"Dejen de llevarse a la tumba el pacto de silencio que mantienen", les dijo Elisa Sifuentes a los quince ex jefes militares y de fuerzas de seguridad nacionales y provinciales que están siendo juzgados por delitos de lesa humanidad cometidos durante la última dictadura militar, en la audiencia que se realizó ayer en el Tribunal Oral Federal de Neuquén.
Sifuentes tenía 21 años y estudiaba la carrera de Servicio Social en la Universidad del Comahue cuando fue detenida el 12 de junio de 1976 en Neuquén y trasladada en un vuelo clandestino desde el aeropuerto a Bahía Blanca.
El mismo reclamo les hizo Gladis Sepúlveda a los imputados, quienes siguen las audiencias del proceso judicial por Zoom, algunos desde sus domicilios y otros en sus lugares de detención, ya que cumplen condenas por otras causas de lesa humanidad.
Sepúlveda fue detenida en Cipolletti el 11 de junio de 1976 y llevada en un avión militar al centro clandestino La Escuelita de Bahía Blanca.
"Digan qué hicieron con los desaparecidos", reclamaron las ex presas políticas durante la audiencia.
Sifuentes les pidió a algunos de los imputados que "digan antes de morir qué hicieron con los compañeros y compañeras desaparecidos".
Sifuentes aseguró que sufrió torturas en el centro clandestino ubicado en el V Cuerpo del Ejército de Bahía Blanca y luego fue trasladada a las cárceles de Floresta y Villa Devoto hasta su liberación en 1981.
Sepúlveda también estudiaba Servicio Social cuando fue detenida. Ambas mujeres señalaron que en La Escuelita pudieron comprobar la presencia de otras personas de la región que fueron secuestradas y permanecen desaparecidas desde 1976, como Susana Mujica, Alicia Pifarré, Arlene Seguel, Mirta Tronelli, Cecilia Vecchi y Carlos Schedan.

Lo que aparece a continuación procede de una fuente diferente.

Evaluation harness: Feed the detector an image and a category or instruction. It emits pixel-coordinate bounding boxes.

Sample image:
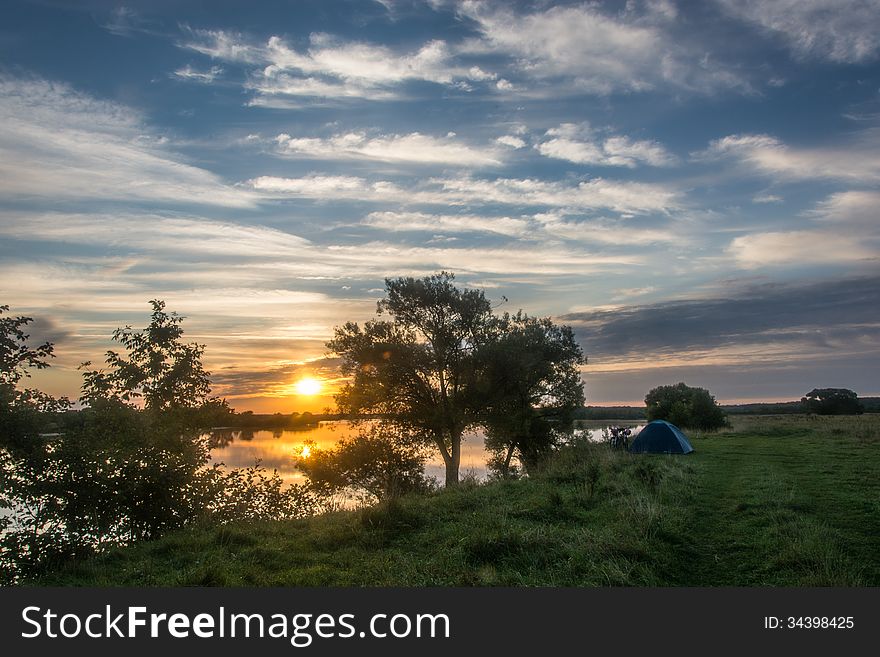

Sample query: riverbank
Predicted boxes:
[38,415,880,586]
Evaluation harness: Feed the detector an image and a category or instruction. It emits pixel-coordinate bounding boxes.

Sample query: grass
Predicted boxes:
[31,416,880,586]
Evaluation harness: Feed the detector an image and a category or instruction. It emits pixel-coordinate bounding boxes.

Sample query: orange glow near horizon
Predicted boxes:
[293,376,324,397]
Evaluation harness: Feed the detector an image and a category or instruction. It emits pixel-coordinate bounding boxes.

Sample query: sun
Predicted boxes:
[293,376,324,397]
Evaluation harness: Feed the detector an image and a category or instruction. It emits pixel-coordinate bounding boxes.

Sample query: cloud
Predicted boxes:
[0,77,257,208]
[559,277,880,366]
[717,0,880,64]
[535,213,672,246]
[361,212,531,237]
[457,0,748,95]
[535,123,676,168]
[495,135,526,149]
[275,132,500,167]
[433,177,679,214]
[180,29,497,104]
[693,130,880,182]
[727,230,880,269]
[727,190,880,269]
[248,174,681,214]
[752,194,785,203]
[807,190,880,228]
[174,64,223,84]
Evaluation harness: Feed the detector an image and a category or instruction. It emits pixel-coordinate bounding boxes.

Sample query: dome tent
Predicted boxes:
[629,420,694,454]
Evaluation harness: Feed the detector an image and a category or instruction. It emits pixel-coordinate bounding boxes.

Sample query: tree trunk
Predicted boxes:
[446,433,461,488]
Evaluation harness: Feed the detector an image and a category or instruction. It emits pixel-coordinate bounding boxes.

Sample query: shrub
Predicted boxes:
[645,383,727,431]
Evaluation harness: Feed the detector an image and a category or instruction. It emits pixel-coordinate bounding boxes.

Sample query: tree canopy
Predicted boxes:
[327,272,492,485]
[478,311,586,476]
[645,383,727,430]
[801,388,865,415]
[327,272,584,486]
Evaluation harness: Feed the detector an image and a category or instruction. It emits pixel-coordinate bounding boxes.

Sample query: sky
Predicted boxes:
[0,0,880,413]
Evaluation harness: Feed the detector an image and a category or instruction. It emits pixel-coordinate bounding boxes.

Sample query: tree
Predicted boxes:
[801,388,865,415]
[478,311,586,476]
[327,272,491,486]
[0,305,70,583]
[645,383,727,430]
[82,299,210,411]
[297,422,431,501]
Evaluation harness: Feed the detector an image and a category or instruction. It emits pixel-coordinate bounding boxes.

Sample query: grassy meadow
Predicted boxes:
[35,415,880,586]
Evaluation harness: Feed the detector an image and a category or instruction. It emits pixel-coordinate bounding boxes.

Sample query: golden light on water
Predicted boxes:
[293,376,324,397]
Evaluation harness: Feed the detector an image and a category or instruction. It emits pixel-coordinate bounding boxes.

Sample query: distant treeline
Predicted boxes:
[576,397,880,420]
[223,411,339,429]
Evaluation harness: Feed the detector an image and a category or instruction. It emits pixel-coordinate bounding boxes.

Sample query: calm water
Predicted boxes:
[211,420,496,483]
[211,420,642,484]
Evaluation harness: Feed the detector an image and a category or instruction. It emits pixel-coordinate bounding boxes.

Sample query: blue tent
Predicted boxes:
[629,420,694,454]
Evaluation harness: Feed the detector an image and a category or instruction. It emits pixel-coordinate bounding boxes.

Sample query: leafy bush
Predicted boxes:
[801,388,865,415]
[645,383,727,431]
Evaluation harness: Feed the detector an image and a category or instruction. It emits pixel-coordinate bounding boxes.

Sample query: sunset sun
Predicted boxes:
[293,376,323,396]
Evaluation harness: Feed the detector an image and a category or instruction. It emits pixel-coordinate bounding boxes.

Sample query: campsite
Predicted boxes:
[40,414,880,587]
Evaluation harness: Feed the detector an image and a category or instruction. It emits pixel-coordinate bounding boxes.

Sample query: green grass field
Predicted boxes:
[37,415,880,586]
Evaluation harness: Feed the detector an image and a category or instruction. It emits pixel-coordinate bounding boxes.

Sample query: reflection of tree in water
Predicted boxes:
[207,429,256,449]
[207,429,235,449]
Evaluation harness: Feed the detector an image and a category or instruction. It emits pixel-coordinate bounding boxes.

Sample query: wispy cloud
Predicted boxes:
[694,130,880,182]
[174,64,223,84]
[0,77,256,207]
[535,123,676,168]
[181,29,497,104]
[457,0,748,95]
[560,277,880,360]
[717,0,880,63]
[248,174,681,214]
[728,230,880,269]
[275,132,501,167]
[361,212,532,237]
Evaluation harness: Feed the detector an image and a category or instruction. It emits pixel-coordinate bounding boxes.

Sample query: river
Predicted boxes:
[211,420,641,484]
[205,420,489,483]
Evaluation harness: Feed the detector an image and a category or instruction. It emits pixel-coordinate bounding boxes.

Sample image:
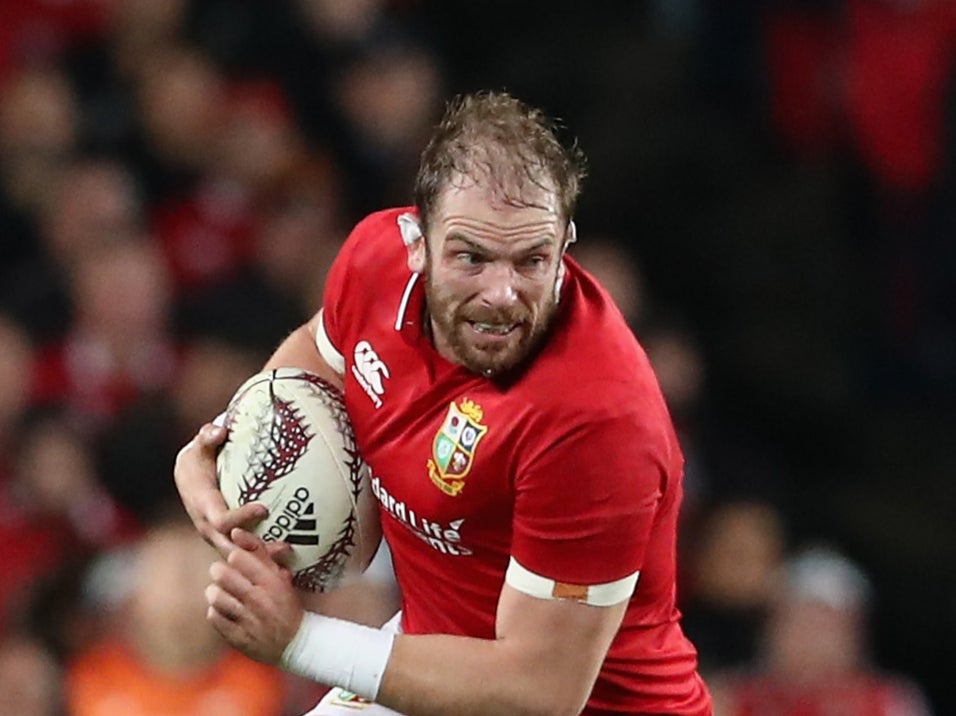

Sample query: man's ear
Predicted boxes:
[398,214,425,274]
[561,219,578,254]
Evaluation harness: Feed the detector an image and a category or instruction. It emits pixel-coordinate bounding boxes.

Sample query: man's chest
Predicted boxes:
[346,334,519,553]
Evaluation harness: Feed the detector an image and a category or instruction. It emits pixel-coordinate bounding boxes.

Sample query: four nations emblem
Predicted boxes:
[428,398,488,497]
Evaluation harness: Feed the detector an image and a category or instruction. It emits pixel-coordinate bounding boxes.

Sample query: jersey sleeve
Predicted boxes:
[315,209,401,374]
[506,414,680,606]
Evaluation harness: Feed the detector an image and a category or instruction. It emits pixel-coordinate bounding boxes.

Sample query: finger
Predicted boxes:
[205,500,269,535]
[266,542,293,567]
[209,550,253,600]
[229,528,267,552]
[204,584,246,622]
[196,423,229,451]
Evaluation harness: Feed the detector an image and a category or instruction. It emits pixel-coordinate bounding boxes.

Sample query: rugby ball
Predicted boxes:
[216,368,381,592]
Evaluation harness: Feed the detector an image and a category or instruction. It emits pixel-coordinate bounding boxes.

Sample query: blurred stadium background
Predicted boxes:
[0,0,956,716]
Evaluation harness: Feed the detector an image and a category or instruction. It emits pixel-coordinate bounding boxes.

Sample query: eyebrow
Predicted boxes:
[445,230,555,254]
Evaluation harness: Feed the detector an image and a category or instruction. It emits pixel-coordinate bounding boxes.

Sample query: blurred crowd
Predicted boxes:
[0,0,956,716]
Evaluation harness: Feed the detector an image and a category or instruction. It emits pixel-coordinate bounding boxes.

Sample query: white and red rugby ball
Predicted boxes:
[216,368,381,592]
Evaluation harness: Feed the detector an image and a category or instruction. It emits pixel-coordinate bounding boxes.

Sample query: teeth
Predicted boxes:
[472,323,513,335]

"Ser mujer en un centro clandestino fue distinto porque sufrimos abusos, maltratos, descalificaciones y hasta violaciones en muchos casos", dijo Sifuentes.
Sepúlveda relató que fue torturada con picana eléctrica. Al dirigirse a los jueces del tribunal, manifestó: "Traten de hacer lo imposible para que digan dónde están los niños que secuestraron, que entregaron en adopción, los desaparecidos, porque son delitos muy graves que provocan mucho dolor".
Jacqueline Bourgin declaró por el caso de la detención y desaparición de Carlos Schedan, quien fue visto por última vez en el centro clandestino de detención La Escuelita de Bahía Blanca.
Schedan fue detenido por efectivos de la Policía Federal de Neuquén cuando se dirigía a la delegación de esa fuerza para preguntar por su esposa, Virginia Recchia, que horas antes también había sido detenida.
Bourgin relató que Recchia llegó a su domicilio custodiada por agentes de una fuerza de seguridad. En sus brazos llevaba a su hija de 2 años. "Me llevan, Jaqueline, te dejo a la nena", le pidió Recchia a Bourgin. Esa misma tarde, Bourgin se acercó hasta la delegación de la Policía Federal donde se cruzó con Schedan, quien fue detenido cuando fue a averiguar por su mujer. "El rostro de Schedan era de espanto", aseguró Bourgin.